Jamaah tidak berdiri di atas mazhab tertentu, namun ia terbuka untuk yang lain sesuai dengan pemahaman Islam yang komprehensif dan mengajak kepadanya, dan mengajak untuk bekerjasama untuk mengembalikan kemulian umat Islam dan mewujudkan tujuan-tujuan Islam seluruhnya.
Hujjah
Jamaah dan prinsip-prinsipnya merupakan hujjah bagi kader-kader dakwah, dan bukan kader yang menjadi hujjah baginya. Sejauhmana sesesorang mengambil dan menerapkan nilai-nilai dakwah dan tarbiyah, serta ketaatannya terhadap prinsip-prinsip dakwah, maka sebesar itu pula ia berperan sebagai representasi dakwah ini, walaupun ia sebagai prajurit dakwah yang berada di akhir barisan.
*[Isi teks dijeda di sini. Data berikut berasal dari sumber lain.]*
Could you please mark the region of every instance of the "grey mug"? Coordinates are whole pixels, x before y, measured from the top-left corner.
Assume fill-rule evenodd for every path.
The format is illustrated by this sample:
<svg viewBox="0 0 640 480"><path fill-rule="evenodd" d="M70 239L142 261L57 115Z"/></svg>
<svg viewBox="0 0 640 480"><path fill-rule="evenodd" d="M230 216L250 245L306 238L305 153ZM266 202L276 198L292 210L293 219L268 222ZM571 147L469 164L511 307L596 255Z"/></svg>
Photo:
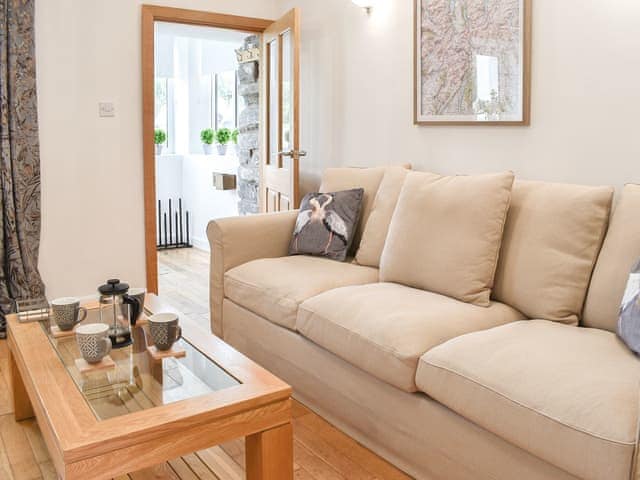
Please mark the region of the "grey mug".
<svg viewBox="0 0 640 480"><path fill-rule="evenodd" d="M80 306L80 300L75 297L56 298L51 302L53 321L62 331L73 330L78 323L87 317L87 309Z"/></svg>
<svg viewBox="0 0 640 480"><path fill-rule="evenodd" d="M158 350L169 350L182 338L178 321L178 316L174 313L156 313L149 317L149 333Z"/></svg>
<svg viewBox="0 0 640 480"><path fill-rule="evenodd" d="M87 363L98 363L111 352L109 325L88 323L76 329L78 349Z"/></svg>
<svg viewBox="0 0 640 480"><path fill-rule="evenodd" d="M144 312L144 299L146 297L147 290L145 288L130 288L129 296L135 298L140 302L140 313L138 314L138 318L135 320L139 320L142 316L142 312Z"/></svg>

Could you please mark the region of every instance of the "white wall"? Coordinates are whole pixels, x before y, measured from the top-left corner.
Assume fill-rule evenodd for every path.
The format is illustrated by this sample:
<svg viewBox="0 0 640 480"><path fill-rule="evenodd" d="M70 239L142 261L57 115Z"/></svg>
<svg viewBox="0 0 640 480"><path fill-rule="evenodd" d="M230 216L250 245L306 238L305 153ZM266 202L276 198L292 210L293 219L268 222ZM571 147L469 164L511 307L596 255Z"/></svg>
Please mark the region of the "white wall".
<svg viewBox="0 0 640 480"><path fill-rule="evenodd" d="M238 215L237 190L213 187L214 172L235 175L237 171L238 157L233 145L229 145L225 156L216 153L156 156L156 198L162 201L163 213L169 199L175 211L178 199L182 198L185 212L189 211L189 236L194 247L209 251L207 225L210 220ZM186 228L186 213L183 225ZM183 236L186 241L186 230ZM164 232L161 241L164 241Z"/></svg>
<svg viewBox="0 0 640 480"><path fill-rule="evenodd" d="M155 0L275 18L302 8L303 187L331 165L513 169L582 183L640 181L640 2L535 0L531 127L412 124L412 1L371 17L350 0ZM106 277L144 283L140 4L38 0L40 268L48 295ZM116 117L99 119L97 102Z"/></svg>
<svg viewBox="0 0 640 480"><path fill-rule="evenodd" d="M183 155L156 155L156 201L182 197Z"/></svg>
<svg viewBox="0 0 640 480"><path fill-rule="evenodd" d="M89 295L108 277L145 283L140 5L38 0L42 158L40 271L47 295ZM152 3L274 18L271 0ZM98 102L115 118L98 118Z"/></svg>
<svg viewBox="0 0 640 480"><path fill-rule="evenodd" d="M191 212L191 234L194 247L209 250L207 225L210 220L238 215L237 190L213 188L213 172L238 171L238 159L231 153L219 155L187 155L184 157L182 198Z"/></svg>
<svg viewBox="0 0 640 480"><path fill-rule="evenodd" d="M279 0L302 10L303 189L331 165L640 181L640 2L534 0L530 127L414 126L412 0Z"/></svg>

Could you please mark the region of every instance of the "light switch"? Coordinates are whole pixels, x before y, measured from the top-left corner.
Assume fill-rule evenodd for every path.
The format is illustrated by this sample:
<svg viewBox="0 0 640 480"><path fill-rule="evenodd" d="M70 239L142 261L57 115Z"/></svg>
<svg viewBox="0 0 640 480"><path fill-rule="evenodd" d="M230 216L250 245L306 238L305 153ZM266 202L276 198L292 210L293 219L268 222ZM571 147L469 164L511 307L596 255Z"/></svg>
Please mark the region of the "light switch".
<svg viewBox="0 0 640 480"><path fill-rule="evenodd" d="M98 103L98 115L100 117L115 117L116 107L112 102L100 102Z"/></svg>

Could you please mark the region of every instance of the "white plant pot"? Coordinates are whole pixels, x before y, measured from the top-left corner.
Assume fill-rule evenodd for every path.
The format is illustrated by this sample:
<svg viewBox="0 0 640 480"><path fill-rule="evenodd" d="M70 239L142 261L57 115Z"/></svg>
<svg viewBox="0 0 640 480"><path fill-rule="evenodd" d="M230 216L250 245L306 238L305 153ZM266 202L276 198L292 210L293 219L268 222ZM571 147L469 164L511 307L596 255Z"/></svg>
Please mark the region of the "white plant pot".
<svg viewBox="0 0 640 480"><path fill-rule="evenodd" d="M163 148L164 145L162 145L161 143L156 143L156 155L162 155Z"/></svg>
<svg viewBox="0 0 640 480"><path fill-rule="evenodd" d="M213 153L213 145L210 143L203 143L202 150L204 150L205 155L211 155Z"/></svg>
<svg viewBox="0 0 640 480"><path fill-rule="evenodd" d="M224 145L219 143L218 145L216 145L216 148L218 149L218 155L224 156L227 154L227 144L225 143Z"/></svg>

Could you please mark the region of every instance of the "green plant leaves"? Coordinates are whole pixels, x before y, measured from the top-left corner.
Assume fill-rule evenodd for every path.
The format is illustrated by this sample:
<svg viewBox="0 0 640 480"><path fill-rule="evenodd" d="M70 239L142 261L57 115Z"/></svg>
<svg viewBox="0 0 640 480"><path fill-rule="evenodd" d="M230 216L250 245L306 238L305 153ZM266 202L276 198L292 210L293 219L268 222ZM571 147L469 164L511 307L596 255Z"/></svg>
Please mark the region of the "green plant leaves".
<svg viewBox="0 0 640 480"><path fill-rule="evenodd" d="M228 128L220 128L216 130L216 142L220 145L226 145L231 140L231 130Z"/></svg>
<svg viewBox="0 0 640 480"><path fill-rule="evenodd" d="M153 133L153 141L156 145L162 145L167 141L167 133L161 128L156 128Z"/></svg>
<svg viewBox="0 0 640 480"><path fill-rule="evenodd" d="M215 136L215 132L212 128L205 128L200 132L200 140L205 145L211 145L213 143L213 137Z"/></svg>

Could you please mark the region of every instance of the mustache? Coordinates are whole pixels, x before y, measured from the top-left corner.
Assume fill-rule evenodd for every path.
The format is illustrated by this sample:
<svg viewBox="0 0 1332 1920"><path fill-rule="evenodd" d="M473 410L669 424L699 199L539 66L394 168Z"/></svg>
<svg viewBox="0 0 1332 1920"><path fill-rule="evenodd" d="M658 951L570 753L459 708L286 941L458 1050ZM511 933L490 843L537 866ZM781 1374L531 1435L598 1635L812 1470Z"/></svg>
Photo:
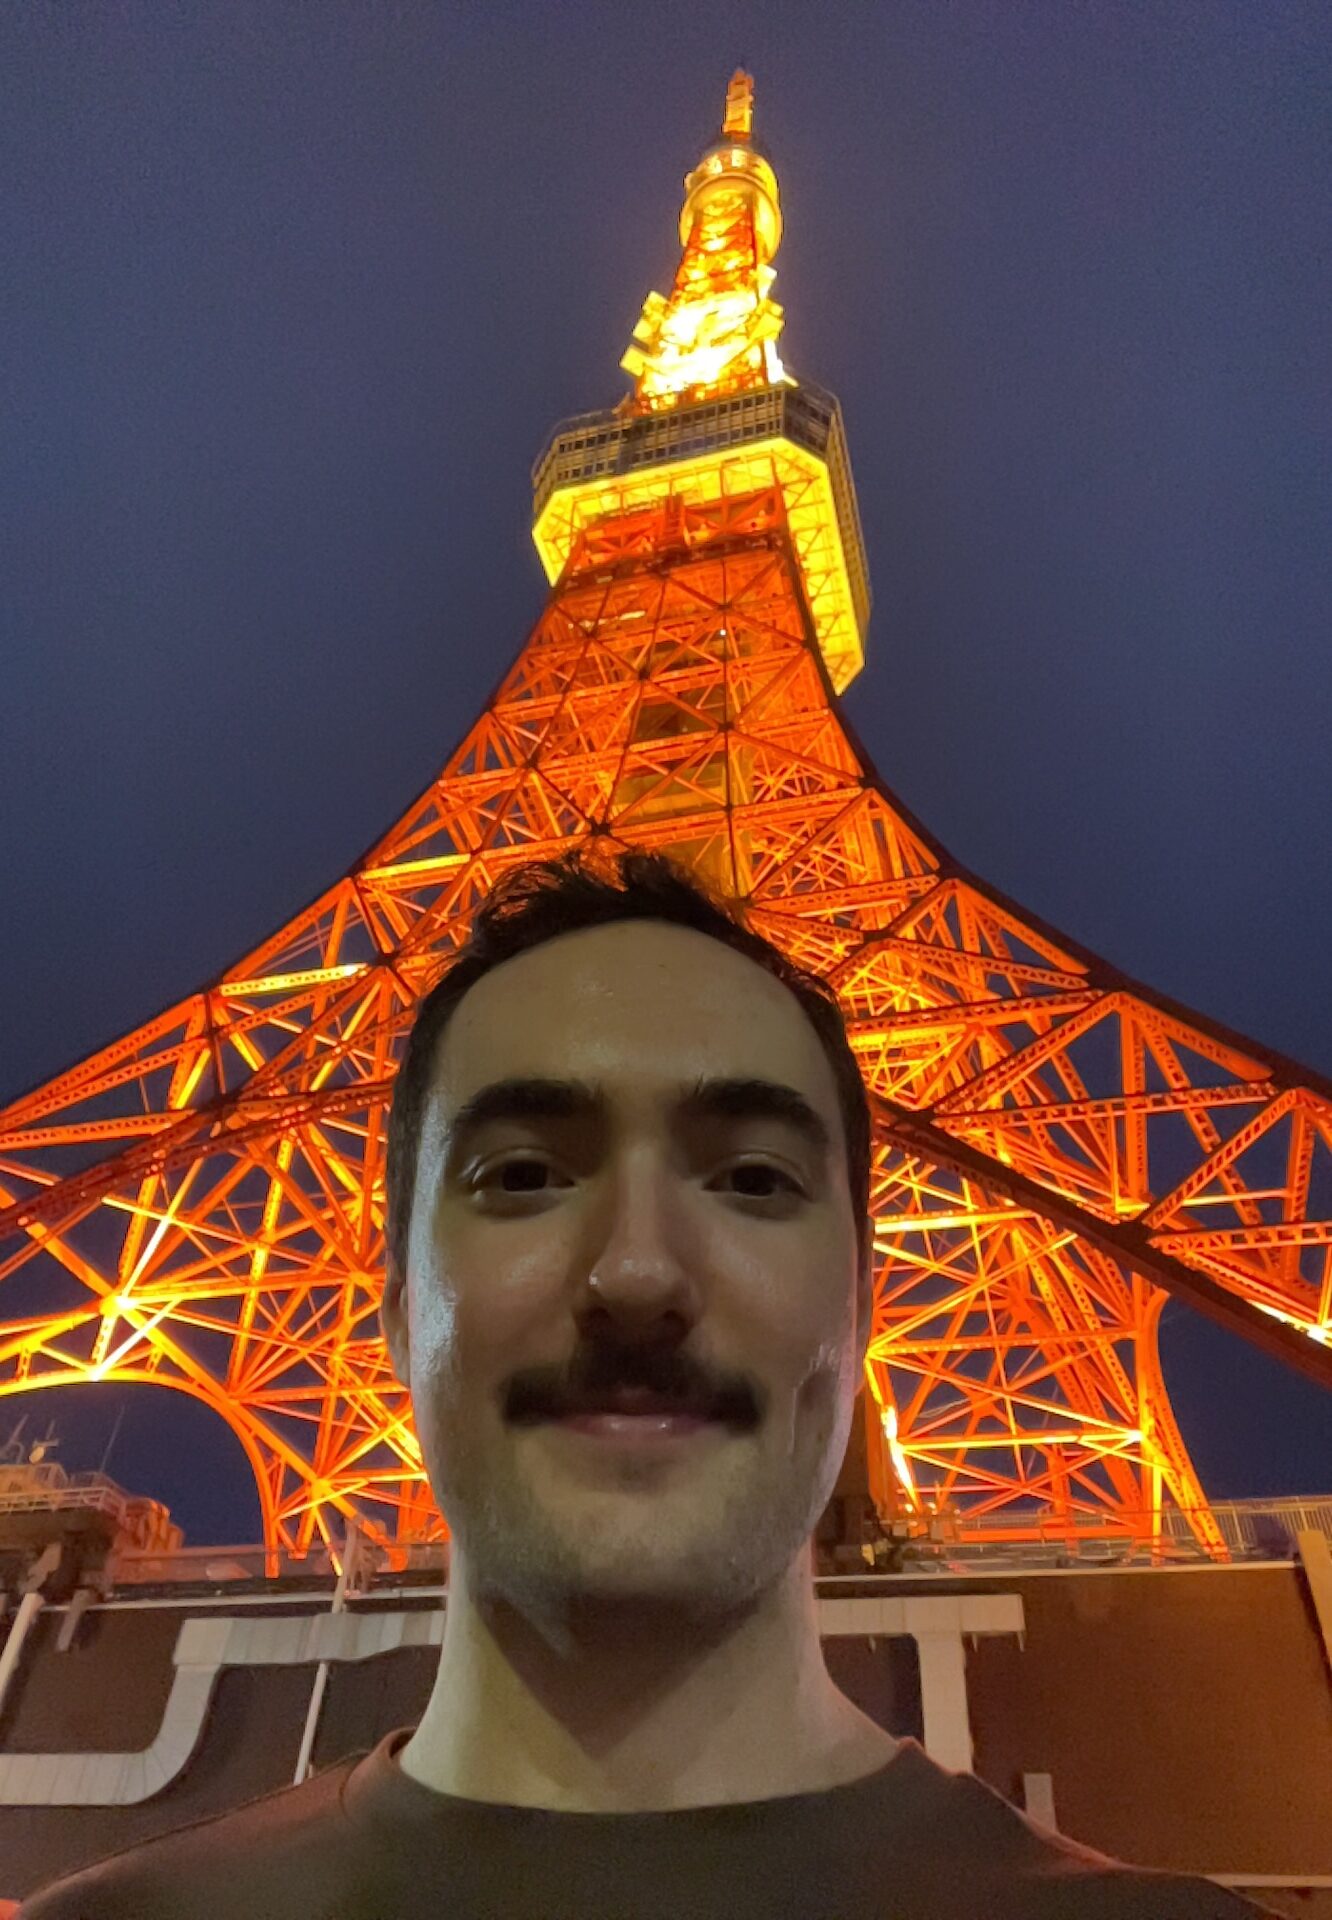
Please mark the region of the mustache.
<svg viewBox="0 0 1332 1920"><path fill-rule="evenodd" d="M581 1413L620 1391L637 1389L681 1413L753 1427L761 1396L740 1375L714 1378L678 1352L630 1348L580 1350L567 1366L532 1367L510 1382L508 1418L517 1425Z"/></svg>

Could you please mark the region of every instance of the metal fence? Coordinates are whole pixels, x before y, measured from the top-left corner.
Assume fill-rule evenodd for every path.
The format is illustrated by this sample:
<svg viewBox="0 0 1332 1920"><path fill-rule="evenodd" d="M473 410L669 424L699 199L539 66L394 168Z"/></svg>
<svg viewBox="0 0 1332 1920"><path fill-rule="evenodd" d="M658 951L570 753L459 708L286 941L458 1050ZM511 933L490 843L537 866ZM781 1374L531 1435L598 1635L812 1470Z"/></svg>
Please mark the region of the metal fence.
<svg viewBox="0 0 1332 1920"><path fill-rule="evenodd" d="M99 1476L82 1478L95 1480ZM1332 1496L1219 1500L1211 1511L1236 1560L1293 1559L1297 1538L1303 1532L1322 1533L1332 1540ZM1104 1523L1078 1527L1044 1514L990 1515L983 1525L990 1537L979 1540L974 1537L980 1530L979 1524L969 1528L965 1519L943 1526L936 1523L933 1539L908 1544L903 1570L915 1566L946 1572L954 1568L974 1568L986 1562L1020 1568L1161 1563L1178 1566L1202 1565L1207 1561L1189 1525L1188 1515L1177 1511L1163 1516L1162 1534L1155 1543L1127 1532L1116 1533ZM376 1579L416 1578L429 1585L447 1580L447 1541L395 1547L391 1553L374 1547L367 1547L365 1551L369 1556L368 1571ZM179 1547L169 1553L123 1552L116 1556L114 1580L120 1588L216 1587L242 1581L324 1587L337 1578L339 1570L338 1557L323 1545L312 1547L298 1558L246 1543Z"/></svg>
<svg viewBox="0 0 1332 1920"><path fill-rule="evenodd" d="M0 1467L0 1513L36 1513L77 1507L123 1521L130 1496L104 1473L66 1473L49 1466Z"/></svg>

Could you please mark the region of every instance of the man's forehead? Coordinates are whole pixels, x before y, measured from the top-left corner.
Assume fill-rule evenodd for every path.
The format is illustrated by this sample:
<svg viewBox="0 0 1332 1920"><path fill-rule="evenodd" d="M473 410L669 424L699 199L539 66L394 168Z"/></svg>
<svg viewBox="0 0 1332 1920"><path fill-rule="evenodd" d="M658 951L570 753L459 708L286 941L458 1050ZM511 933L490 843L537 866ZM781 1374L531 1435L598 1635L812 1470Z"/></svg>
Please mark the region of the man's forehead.
<svg viewBox="0 0 1332 1920"><path fill-rule="evenodd" d="M765 968L691 928L619 922L585 932L595 937L520 954L464 995L432 1075L448 1106L510 1078L579 1080L612 1100L663 1103L705 1077L767 1078L825 1110L835 1103L818 1035Z"/></svg>

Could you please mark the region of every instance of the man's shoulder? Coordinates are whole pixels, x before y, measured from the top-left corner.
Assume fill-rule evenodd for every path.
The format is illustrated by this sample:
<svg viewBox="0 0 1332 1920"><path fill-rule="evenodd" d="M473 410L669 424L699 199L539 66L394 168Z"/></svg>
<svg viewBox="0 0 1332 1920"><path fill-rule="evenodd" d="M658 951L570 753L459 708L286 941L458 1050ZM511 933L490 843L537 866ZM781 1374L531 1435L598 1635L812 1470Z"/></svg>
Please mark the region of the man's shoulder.
<svg viewBox="0 0 1332 1920"><path fill-rule="evenodd" d="M265 1920L305 1920L342 1877L349 1831L342 1789L355 1764L344 1760L298 1787L174 1827L52 1881L24 1902L18 1920L253 1920L260 1912Z"/></svg>
<svg viewBox="0 0 1332 1920"><path fill-rule="evenodd" d="M1029 1880L1023 1911L1032 1920L1272 1920L1266 1907L1214 1880L1121 1861Z"/></svg>
<svg viewBox="0 0 1332 1920"><path fill-rule="evenodd" d="M1260 1920L1267 1912L1215 1881L1134 1866L1056 1833L914 1743L908 1759L926 1789L916 1804L930 1911L945 1911L945 1889L961 1884L975 1911L994 1920Z"/></svg>

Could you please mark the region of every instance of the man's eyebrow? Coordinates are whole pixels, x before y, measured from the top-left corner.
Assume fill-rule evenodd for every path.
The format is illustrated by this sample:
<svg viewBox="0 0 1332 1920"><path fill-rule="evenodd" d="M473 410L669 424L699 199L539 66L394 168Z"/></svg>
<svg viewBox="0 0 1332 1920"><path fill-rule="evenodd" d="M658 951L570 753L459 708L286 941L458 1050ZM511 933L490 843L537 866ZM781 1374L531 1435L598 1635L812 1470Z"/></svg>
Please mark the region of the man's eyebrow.
<svg viewBox="0 0 1332 1920"><path fill-rule="evenodd" d="M781 1080L705 1078L676 1103L676 1112L685 1120L777 1120L816 1153L826 1154L832 1145L823 1115Z"/></svg>
<svg viewBox="0 0 1332 1920"><path fill-rule="evenodd" d="M603 1089L586 1080L540 1075L492 1080L465 1100L448 1121L447 1150L460 1152L491 1121L604 1120L609 1104ZM685 1122L776 1120L820 1155L826 1155L832 1144L823 1116L803 1093L780 1080L705 1076L678 1095L673 1113Z"/></svg>

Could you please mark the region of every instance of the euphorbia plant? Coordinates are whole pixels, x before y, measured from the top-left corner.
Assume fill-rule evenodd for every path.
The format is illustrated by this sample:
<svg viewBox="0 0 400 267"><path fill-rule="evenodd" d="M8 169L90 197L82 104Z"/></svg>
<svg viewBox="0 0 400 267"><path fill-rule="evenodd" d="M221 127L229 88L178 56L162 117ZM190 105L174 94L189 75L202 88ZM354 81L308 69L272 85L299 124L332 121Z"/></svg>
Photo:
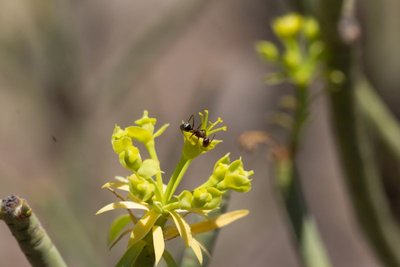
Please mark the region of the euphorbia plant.
<svg viewBox="0 0 400 267"><path fill-rule="evenodd" d="M248 210L237 210L216 217L209 216L212 211L219 209L222 196L227 191L247 192L251 188L249 177L253 171L244 170L241 159L231 162L229 154L215 163L212 174L202 185L175 194L192 160L222 142L209 136L227 129L226 126L216 128L222 119L210 122L207 110L199 115L201 124L198 127L186 123L189 127L182 131L184 144L181 159L167 185L164 185L164 172L160 168L155 139L167 129L168 124L155 131L157 120L144 111L142 118L135 121L135 126L124 129L115 126L111 137L112 147L121 165L132 174L117 176L114 181L103 185L120 201L106 205L97 214L115 209L127 210L126 215L113 221L109 232L110 247L129 235L126 252L117 266L154 266L161 258L168 266L177 266L165 249L165 241L177 236L183 239L186 247L192 248L201 264L202 250L207 251L194 235L223 227L248 214ZM148 159L142 158L138 143L146 147ZM137 211L141 211L139 214L142 215ZM203 220L189 224L185 217L191 213Z"/></svg>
Imam Syahid berkata, Ada beberapa orang yang ada di barisan kami, namun sesungguhnya ia tidak bersama kami, dan ada beberapa orang yang tidak berada di barisan kami, namun ia bersama kami.”
Beliau juga berkata tentang kewajiban dakwah dan ajaran-ajarannya:
“Cengkeramlah dengan sungguh-sungguh bimbingan-bimbingan ini. Jika tidak maka dalam barisan orang-orang yang duduk dan para pemalas masih terdapat kursi-kursi yang kosong.”
“Saya yakin, jika engkau mengetahuinya dengan baik dan engkau menjadikannya sebagai cita-cita dan orientasi hidupmu, maka balasanmu adalah kehormatan hidup di dunia dan kebajikan serta ridha di akhirat. Engkau bagian dari kami dan kami bagian dari dirimu. Jika engkau berpaling darinya lalu duduk-duduk santai saja, maka tiada lagi hubungan antara kita. Jika engkau seseorang yang biasa berada di depan majelis kita, di pundakmu tertempel gelar-gelar mentereng, dan kau tampak begitu menonjol di antara kita, maka dudukmu akan dihisab Allah dengan seberat-beratnya hisab.”
Jadi yang merepresentasikan jamaah dan menyampaikan sikap-sikapnya secara langsung, adalah qiyadah (pemimpin) tertinggi, yang disebut Mursyid ‘am, atau siapa yang dipercayakan sebagai juru bicara atas nama jamaah dan menyampaikan pandangan-pandangannya. Adapun individu dalam jamaah dakwah dan siapa saja yang bergabung dengan jamaah ini, -dengan tetap berada dalam satu kesatuan dan ideologi yang sama-, maka setiap orang berhak memiliki pandangan, ijtihad, dan interpretasi dalam pemikiran dan dakwah Islam, selama tidak keluar dari batasa-batasan syariat, prinsip dan sikap-sikap jamaah.